The third piece, Hello Hi There, will be presented on September 10 & 11 at 8 p.m. at Hepburn Teaching Theater. Dorsen uses the famous television debate between philosopher Michel Foucault and linguist/activist Noam Chomsky from the 1970s as inspiration for a dialogue between two custom-designed chatbots. Material from the debate, along with additional text culled from YouTube, the Bible, Shakespeare, and western philosophy, is inputted into computer programs designed to mimic human conversation to create a new, “improvised” dialogue at each performance.
Finally, Algorithmic Theater will conclude with Yesterday Tomorrow at McPherson Auditorium on September 15 at 8 p.m., September 16 at 6 p.m., and September 17 at 8 p.m.

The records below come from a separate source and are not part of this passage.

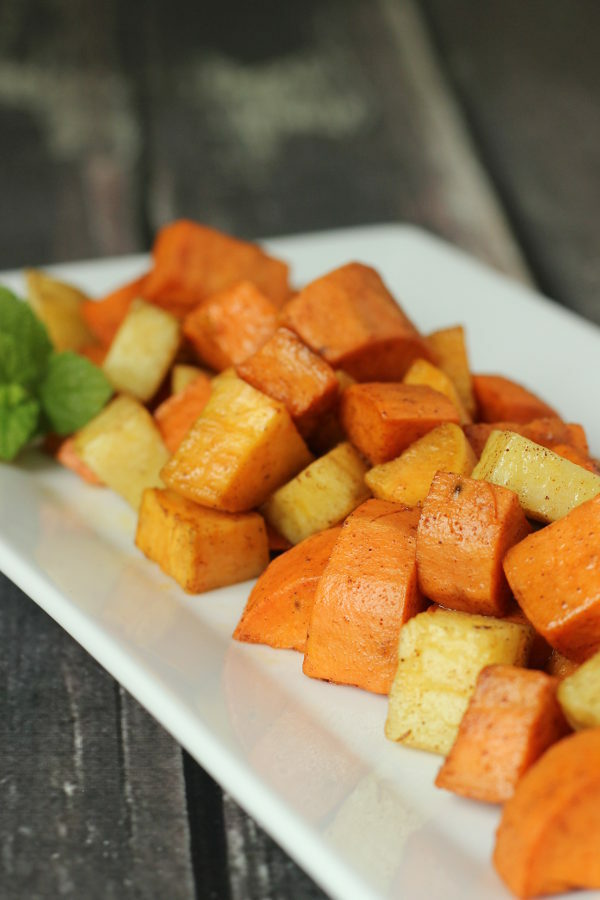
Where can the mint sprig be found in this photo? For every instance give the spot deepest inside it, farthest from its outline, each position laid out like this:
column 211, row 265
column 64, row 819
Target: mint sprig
column 41, row 390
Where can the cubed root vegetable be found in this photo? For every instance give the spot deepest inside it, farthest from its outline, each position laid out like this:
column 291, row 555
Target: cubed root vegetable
column 242, row 447
column 230, row 326
column 547, row 432
column 320, row 496
column 512, row 718
column 368, row 589
column 285, row 369
column 465, row 530
column 555, row 576
column 352, row 320
column 501, row 400
column 200, row 548
column 382, row 419
column 408, row 478
column 278, row 609
column 547, row 841
column 440, row 656
column 449, row 350
column 176, row 415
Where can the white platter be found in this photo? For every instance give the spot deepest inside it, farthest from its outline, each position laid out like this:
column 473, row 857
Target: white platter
column 308, row 760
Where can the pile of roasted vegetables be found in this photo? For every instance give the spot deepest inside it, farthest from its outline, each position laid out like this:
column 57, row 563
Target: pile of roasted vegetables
column 417, row 530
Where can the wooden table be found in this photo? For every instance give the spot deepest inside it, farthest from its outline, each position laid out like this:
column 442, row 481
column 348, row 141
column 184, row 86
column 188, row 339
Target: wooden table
column 477, row 121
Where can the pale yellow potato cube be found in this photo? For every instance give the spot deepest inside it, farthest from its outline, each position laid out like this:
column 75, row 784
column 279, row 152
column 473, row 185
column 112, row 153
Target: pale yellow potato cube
column 242, row 447
column 423, row 372
column 407, row 478
column 58, row 305
column 449, row 350
column 548, row 485
column 142, row 350
column 320, row 496
column 200, row 548
column 440, row 654
column 579, row 695
column 123, row 446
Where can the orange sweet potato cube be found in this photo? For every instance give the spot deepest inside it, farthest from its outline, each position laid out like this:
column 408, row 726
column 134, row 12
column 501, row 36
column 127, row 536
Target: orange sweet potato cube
column 512, row 718
column 192, row 262
column 352, row 320
column 200, row 548
column 383, row 419
column 367, row 591
column 555, row 576
column 501, row 399
column 230, row 326
column 278, row 609
column 466, row 528
column 285, row 369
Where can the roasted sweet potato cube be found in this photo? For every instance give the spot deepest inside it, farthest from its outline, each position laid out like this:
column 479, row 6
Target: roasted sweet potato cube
column 278, row 609
column 501, row 399
column 192, row 262
column 176, row 415
column 242, row 447
column 352, row 320
column 382, row 420
column 230, row 326
column 512, row 718
column 285, row 369
column 466, row 528
column 368, row 589
column 200, row 548
column 555, row 576
column 449, row 350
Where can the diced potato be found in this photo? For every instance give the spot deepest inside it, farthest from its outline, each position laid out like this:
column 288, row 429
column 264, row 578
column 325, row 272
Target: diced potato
column 423, row 372
column 579, row 695
column 58, row 305
column 142, row 350
column 407, row 478
column 320, row 496
column 123, row 446
column 548, row 486
column 182, row 375
column 200, row 548
column 440, row 655
column 242, row 447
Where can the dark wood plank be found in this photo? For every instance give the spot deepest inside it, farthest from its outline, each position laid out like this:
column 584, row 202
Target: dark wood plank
column 528, row 77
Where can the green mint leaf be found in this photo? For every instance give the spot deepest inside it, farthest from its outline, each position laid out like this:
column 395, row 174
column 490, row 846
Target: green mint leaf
column 73, row 391
column 19, row 414
column 25, row 347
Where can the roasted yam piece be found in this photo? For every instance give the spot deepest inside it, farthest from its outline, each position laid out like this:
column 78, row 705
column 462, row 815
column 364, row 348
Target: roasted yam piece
column 193, row 262
column 501, row 400
column 231, row 325
column 465, row 530
column 123, row 447
column 382, row 419
column 555, row 576
column 547, row 841
column 242, row 447
column 407, row 478
column 278, row 609
column 200, row 548
column 320, row 496
column 512, row 718
column 368, row 589
column 449, row 350
column 352, row 320
column 547, row 432
column 440, row 656
column 285, row 369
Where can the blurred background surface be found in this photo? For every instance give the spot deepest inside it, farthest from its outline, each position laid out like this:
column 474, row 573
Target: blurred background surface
column 477, row 121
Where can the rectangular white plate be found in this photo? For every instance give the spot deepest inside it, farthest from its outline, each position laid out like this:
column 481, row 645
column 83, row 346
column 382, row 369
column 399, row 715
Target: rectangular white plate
column 308, row 760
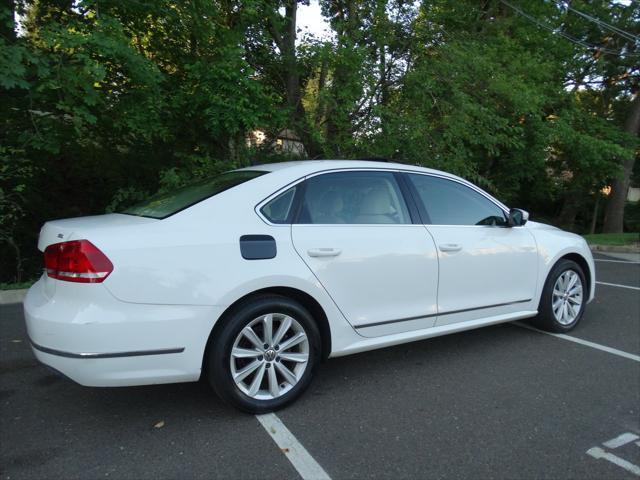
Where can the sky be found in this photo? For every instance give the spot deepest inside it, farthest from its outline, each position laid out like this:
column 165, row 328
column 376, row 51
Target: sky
column 310, row 20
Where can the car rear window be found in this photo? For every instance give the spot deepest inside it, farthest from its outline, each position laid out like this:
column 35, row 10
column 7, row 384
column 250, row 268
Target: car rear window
column 166, row 204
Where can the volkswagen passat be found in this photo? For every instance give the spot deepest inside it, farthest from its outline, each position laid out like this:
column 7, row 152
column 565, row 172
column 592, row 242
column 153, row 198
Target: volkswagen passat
column 251, row 278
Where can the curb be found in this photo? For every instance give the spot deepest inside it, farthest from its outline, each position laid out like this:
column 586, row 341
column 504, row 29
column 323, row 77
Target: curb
column 615, row 248
column 12, row 296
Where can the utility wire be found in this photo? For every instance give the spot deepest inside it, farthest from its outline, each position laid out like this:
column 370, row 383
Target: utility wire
column 556, row 31
column 602, row 23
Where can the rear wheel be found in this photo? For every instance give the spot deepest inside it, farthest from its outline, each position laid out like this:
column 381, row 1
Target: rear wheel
column 563, row 298
column 264, row 356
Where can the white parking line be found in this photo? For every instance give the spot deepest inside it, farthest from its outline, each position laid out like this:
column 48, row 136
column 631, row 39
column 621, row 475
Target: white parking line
column 616, row 261
column 301, row 460
column 586, row 343
column 597, row 452
column 620, row 440
column 618, row 285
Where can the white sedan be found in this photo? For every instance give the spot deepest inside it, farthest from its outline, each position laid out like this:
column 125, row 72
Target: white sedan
column 253, row 277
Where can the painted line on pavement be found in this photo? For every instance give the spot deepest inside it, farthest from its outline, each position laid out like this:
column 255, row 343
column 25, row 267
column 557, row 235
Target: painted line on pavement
column 301, row 460
column 620, row 440
column 618, row 285
column 616, row 261
column 598, row 453
column 586, row 343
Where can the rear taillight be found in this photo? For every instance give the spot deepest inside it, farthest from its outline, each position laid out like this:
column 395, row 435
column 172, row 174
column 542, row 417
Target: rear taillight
column 77, row 261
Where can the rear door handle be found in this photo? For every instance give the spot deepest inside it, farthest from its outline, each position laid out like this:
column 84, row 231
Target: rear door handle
column 450, row 247
column 324, row 252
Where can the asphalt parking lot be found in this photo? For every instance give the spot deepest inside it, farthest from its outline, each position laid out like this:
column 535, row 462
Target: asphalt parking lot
column 500, row 402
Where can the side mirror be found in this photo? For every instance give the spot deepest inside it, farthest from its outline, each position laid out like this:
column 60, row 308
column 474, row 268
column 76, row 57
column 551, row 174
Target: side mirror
column 518, row 217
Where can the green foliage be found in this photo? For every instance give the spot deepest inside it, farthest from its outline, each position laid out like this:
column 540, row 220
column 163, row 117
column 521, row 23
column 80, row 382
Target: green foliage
column 613, row 238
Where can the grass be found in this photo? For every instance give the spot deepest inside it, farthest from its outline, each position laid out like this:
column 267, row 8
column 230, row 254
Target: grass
column 613, row 238
column 16, row 286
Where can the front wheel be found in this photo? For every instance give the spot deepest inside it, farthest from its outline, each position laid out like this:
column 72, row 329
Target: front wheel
column 264, row 356
column 563, row 298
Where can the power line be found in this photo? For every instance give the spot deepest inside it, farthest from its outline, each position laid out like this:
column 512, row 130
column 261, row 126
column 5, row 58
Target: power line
column 602, row 23
column 557, row 31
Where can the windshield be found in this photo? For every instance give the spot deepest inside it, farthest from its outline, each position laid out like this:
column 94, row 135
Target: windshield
column 165, row 204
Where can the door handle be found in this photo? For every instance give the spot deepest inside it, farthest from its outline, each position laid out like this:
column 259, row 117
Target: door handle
column 450, row 247
column 324, row 252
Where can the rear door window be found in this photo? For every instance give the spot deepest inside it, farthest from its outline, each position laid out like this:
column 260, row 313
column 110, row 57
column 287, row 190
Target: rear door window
column 451, row 203
column 362, row 197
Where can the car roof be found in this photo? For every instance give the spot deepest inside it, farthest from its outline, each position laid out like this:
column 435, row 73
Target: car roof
column 305, row 167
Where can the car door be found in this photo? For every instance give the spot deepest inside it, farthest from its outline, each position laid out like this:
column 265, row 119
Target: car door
column 355, row 232
column 486, row 267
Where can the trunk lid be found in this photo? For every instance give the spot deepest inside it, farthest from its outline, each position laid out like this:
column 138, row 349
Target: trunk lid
column 57, row 231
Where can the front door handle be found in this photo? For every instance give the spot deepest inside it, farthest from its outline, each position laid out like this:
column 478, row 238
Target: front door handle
column 450, row 247
column 324, row 252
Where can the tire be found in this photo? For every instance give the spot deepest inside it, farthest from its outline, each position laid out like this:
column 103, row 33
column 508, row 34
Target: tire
column 276, row 387
column 561, row 320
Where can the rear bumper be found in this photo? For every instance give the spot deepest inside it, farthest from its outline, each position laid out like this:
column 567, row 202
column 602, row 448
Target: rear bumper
column 96, row 340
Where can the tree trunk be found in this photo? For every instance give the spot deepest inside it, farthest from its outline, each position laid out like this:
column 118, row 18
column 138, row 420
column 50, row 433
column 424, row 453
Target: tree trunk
column 614, row 212
column 8, row 30
column 286, row 42
column 567, row 216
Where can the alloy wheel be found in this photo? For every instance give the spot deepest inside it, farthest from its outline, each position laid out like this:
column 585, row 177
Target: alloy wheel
column 269, row 356
column 567, row 297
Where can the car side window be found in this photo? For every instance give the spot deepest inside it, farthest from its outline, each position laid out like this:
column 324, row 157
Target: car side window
column 362, row 197
column 452, row 203
column 278, row 210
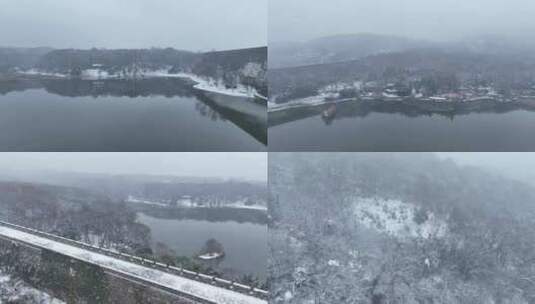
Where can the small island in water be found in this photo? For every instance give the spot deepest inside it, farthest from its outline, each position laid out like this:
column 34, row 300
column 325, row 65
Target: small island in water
column 212, row 250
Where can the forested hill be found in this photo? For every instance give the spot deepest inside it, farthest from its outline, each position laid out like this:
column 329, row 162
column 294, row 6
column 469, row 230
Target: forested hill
column 407, row 228
column 73, row 213
column 66, row 60
column 232, row 67
column 23, row 58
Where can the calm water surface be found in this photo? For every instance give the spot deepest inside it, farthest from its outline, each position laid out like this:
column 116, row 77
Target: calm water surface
column 245, row 244
column 67, row 118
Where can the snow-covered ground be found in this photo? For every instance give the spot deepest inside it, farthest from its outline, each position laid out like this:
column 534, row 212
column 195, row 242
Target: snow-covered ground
column 134, row 200
column 36, row 72
column 302, row 102
column 241, row 205
column 16, row 291
column 397, row 218
column 189, row 203
column 184, row 285
column 325, row 95
column 202, row 83
column 210, row 256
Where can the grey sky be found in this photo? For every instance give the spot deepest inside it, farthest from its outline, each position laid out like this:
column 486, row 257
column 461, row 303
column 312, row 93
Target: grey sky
column 519, row 165
column 298, row 20
column 249, row 166
column 183, row 24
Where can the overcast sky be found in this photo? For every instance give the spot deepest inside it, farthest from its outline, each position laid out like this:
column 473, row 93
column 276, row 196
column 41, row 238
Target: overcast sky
column 519, row 166
column 298, row 20
column 183, row 24
column 249, row 166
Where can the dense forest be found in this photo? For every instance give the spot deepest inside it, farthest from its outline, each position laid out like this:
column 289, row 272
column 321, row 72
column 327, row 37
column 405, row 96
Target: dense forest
column 397, row 228
column 233, row 67
column 430, row 68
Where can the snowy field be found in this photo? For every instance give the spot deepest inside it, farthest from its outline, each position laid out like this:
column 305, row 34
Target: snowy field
column 202, row 83
column 180, row 284
column 16, row 291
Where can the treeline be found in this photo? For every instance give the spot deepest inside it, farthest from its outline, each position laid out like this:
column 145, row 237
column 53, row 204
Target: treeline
column 232, row 68
column 483, row 257
column 23, row 58
column 73, row 213
column 429, row 70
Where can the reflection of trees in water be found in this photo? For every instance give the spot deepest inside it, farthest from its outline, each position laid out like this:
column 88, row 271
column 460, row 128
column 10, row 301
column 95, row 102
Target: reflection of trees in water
column 217, row 214
column 168, row 87
column 362, row 109
column 207, row 111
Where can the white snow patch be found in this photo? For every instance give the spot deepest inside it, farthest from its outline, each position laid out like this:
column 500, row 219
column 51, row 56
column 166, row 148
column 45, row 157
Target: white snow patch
column 210, row 256
column 396, row 218
column 333, row 263
column 37, row 72
column 288, row 295
column 202, row 290
column 134, row 200
column 15, row 291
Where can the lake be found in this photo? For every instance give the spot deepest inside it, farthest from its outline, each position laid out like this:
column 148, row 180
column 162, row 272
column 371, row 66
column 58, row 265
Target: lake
column 120, row 115
column 357, row 130
column 245, row 244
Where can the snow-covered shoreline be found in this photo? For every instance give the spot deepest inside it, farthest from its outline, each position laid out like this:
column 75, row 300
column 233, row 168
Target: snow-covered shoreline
column 201, row 83
column 192, row 205
column 181, row 284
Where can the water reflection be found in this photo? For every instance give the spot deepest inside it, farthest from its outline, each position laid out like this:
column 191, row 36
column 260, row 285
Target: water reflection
column 24, row 100
column 385, row 126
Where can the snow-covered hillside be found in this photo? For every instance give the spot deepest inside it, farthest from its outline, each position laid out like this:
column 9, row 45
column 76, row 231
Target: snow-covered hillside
column 16, row 291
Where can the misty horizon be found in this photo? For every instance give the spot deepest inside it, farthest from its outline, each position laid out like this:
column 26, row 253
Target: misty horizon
column 442, row 21
column 192, row 25
column 226, row 166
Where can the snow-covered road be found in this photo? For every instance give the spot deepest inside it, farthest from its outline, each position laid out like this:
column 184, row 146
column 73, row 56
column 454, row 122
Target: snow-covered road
column 169, row 281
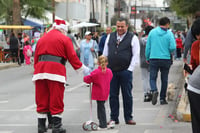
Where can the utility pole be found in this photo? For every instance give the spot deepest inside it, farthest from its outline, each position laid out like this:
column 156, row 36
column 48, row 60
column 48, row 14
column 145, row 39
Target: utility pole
column 67, row 10
column 135, row 15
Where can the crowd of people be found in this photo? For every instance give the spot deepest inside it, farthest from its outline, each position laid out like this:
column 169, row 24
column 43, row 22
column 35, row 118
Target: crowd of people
column 117, row 53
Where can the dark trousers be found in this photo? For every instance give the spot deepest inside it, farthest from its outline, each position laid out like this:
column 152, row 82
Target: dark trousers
column 178, row 53
column 101, row 113
column 123, row 80
column 162, row 65
column 194, row 99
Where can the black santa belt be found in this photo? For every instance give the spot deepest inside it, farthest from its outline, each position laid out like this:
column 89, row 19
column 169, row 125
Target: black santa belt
column 52, row 58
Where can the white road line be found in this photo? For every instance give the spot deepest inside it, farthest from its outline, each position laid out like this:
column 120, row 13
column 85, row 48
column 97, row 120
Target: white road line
column 73, row 88
column 17, row 125
column 29, row 107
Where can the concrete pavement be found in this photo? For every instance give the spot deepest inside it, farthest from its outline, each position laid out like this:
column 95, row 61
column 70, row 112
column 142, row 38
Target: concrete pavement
column 7, row 65
column 149, row 118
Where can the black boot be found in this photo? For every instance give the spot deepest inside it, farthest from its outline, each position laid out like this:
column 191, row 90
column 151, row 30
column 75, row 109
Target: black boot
column 41, row 125
column 50, row 123
column 57, row 125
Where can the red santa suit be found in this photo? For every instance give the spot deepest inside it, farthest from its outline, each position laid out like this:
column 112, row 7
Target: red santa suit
column 50, row 76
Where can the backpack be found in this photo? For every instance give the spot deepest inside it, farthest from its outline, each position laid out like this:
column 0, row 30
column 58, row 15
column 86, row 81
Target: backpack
column 29, row 53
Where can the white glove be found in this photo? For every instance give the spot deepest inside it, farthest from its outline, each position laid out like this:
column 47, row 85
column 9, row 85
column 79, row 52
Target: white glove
column 86, row 71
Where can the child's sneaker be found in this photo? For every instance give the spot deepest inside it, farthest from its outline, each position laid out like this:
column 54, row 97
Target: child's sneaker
column 101, row 129
column 111, row 124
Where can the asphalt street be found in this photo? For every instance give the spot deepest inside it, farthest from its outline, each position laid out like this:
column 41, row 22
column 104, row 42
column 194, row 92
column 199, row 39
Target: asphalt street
column 18, row 115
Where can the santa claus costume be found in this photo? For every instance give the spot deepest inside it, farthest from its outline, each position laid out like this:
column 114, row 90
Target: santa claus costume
column 51, row 53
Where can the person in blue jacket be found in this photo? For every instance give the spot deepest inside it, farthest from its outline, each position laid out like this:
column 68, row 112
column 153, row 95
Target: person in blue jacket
column 160, row 45
column 103, row 39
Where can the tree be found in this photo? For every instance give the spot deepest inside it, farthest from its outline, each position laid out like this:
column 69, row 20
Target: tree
column 33, row 8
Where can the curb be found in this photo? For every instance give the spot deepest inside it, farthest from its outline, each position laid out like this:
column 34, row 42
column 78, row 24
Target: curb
column 183, row 109
column 8, row 65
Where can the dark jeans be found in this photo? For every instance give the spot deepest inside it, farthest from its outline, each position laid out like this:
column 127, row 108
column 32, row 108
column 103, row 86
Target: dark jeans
column 121, row 79
column 101, row 113
column 163, row 65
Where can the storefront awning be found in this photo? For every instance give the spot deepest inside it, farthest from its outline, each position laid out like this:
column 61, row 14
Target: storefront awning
column 25, row 27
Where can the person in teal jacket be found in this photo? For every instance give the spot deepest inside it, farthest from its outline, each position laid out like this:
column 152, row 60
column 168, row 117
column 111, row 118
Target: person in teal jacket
column 160, row 45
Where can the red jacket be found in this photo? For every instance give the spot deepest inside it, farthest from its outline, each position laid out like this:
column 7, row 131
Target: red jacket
column 57, row 44
column 101, row 83
column 179, row 43
column 194, row 61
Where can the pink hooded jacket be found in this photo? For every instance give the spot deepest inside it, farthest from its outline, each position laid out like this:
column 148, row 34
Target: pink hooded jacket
column 101, row 83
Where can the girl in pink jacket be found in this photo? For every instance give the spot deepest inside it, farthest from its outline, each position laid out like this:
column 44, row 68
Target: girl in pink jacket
column 100, row 79
column 27, row 51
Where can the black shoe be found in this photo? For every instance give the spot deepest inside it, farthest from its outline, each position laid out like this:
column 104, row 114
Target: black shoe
column 162, row 102
column 154, row 97
column 41, row 125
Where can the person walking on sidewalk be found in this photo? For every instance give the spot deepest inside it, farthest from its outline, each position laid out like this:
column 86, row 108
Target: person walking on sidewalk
column 122, row 49
column 51, row 53
column 145, row 66
column 103, row 40
column 101, row 78
column 160, row 45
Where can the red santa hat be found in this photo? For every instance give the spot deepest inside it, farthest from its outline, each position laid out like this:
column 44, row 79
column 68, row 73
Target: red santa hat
column 60, row 24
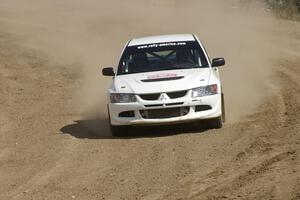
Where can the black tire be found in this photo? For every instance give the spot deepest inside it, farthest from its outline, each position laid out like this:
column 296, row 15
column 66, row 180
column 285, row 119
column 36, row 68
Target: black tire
column 223, row 109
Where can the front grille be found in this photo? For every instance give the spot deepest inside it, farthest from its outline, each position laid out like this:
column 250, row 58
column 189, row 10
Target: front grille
column 150, row 97
column 127, row 114
column 155, row 96
column 175, row 95
column 202, row 108
column 164, row 113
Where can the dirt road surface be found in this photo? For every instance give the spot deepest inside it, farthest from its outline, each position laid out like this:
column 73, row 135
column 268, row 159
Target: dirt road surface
column 49, row 150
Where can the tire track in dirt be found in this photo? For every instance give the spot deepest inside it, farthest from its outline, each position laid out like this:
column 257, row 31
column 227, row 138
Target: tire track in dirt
column 259, row 159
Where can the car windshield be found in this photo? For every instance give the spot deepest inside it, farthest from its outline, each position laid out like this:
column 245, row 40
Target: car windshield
column 162, row 56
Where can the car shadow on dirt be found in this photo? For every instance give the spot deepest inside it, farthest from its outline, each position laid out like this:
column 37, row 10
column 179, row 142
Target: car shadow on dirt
column 99, row 129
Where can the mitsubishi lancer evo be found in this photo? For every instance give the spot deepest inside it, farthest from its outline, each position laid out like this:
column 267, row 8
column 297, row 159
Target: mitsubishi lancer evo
column 164, row 80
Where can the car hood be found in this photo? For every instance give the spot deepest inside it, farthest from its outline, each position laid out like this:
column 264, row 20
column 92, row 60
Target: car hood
column 161, row 81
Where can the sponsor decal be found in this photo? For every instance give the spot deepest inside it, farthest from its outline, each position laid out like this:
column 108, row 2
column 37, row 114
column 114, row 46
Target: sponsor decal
column 162, row 75
column 162, row 45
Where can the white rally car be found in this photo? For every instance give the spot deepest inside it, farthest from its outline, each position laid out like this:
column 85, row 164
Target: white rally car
column 163, row 80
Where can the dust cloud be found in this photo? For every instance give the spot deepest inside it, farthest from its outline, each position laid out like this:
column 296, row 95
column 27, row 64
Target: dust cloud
column 89, row 35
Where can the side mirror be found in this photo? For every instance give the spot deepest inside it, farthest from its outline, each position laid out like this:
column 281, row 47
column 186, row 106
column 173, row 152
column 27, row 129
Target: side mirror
column 108, row 71
column 217, row 62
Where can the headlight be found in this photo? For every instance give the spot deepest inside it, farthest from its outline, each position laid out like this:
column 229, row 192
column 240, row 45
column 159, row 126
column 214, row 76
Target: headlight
column 205, row 91
column 122, row 98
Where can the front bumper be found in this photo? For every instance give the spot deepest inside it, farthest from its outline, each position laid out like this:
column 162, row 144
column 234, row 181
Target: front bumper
column 142, row 106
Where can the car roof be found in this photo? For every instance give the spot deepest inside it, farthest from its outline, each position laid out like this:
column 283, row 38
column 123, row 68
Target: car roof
column 161, row 39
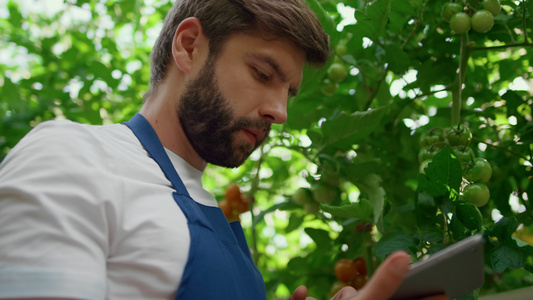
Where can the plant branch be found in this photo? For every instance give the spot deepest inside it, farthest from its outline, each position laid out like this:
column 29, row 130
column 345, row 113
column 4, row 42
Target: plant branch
column 461, row 74
column 253, row 191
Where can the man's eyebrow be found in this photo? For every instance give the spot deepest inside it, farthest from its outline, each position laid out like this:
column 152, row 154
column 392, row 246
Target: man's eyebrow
column 276, row 67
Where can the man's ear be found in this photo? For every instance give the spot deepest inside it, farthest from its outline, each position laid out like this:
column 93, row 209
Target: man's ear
column 188, row 39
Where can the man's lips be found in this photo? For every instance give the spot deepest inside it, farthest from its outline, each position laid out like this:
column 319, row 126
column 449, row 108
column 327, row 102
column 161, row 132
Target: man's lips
column 254, row 135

In Yesterday Tomorrow, three singers receive computer-generated music and lyrics both aurally and visually. The algorithmically-produced score begins with the Beatles’ hit song “Yesterday” and slowly transforms into “Tomorrow” from the musical Annie. Inspired by an artificial intelligence known as evolutionary computation, Yesterday Tomorrow gives a unique experience of the complexity and unpredictability of the present tense contrasted with the known past and the imagined future. Each night, the spatial and musical path from the past to the future is different; neither the singers, creative team, nor the audience knows the route the performance will take them.
Free tickets will be available to students from the Tri-College Consortium (Bryn Mawr, Haverford, and Swarthmore) and can be reserved by calling 610-526-5300, or emailing reservations@brynmawr.edu.
General admission tickets for Algorithmic Theater performances will be available online for $20, $18 for seniors (65+), $10 for students (not from the Tri-College Consortium), and $5 for children under five.
In addition to presenting performances, Bryn Mawr College Performing Arts Series will release an accompanying publication titled Algorithmic Theater: Essays and Interviews, 2012-2022. The publication highlights the last decade of Dorsen’s work, and a limited number of copies will be available to the public for free. Edited by writer and theater critic Tom Sellar, the book features essays by Dorsen as well as illuminating conversations with her collaborators. It also includes a collection of essays previously published in journals, monographs, and anthologies by Miriam Felton-Dansky, Jacob Gallagher-Ross, Sarah Bay-Cheng, W.B. Worthen, and Johannes Birgfeld.
ABOUT ANNIE DORSEN:
Annie Dorsen is a director and writer whose works explore the intersection of algorithms and live performance. Her most recent project, Infinite Sun (2019), is an algorithmic sound installation commissioned by the Sharjah Biennial 14. Previous performance projects, including The Slow Room (2018), The Great Outdoors (2017), Yesterday Tomorrow (2015), A Piece of Work (2013), Spokaoke (2012), and Hello Hi There (2010), have been widely presented in the US and internationally.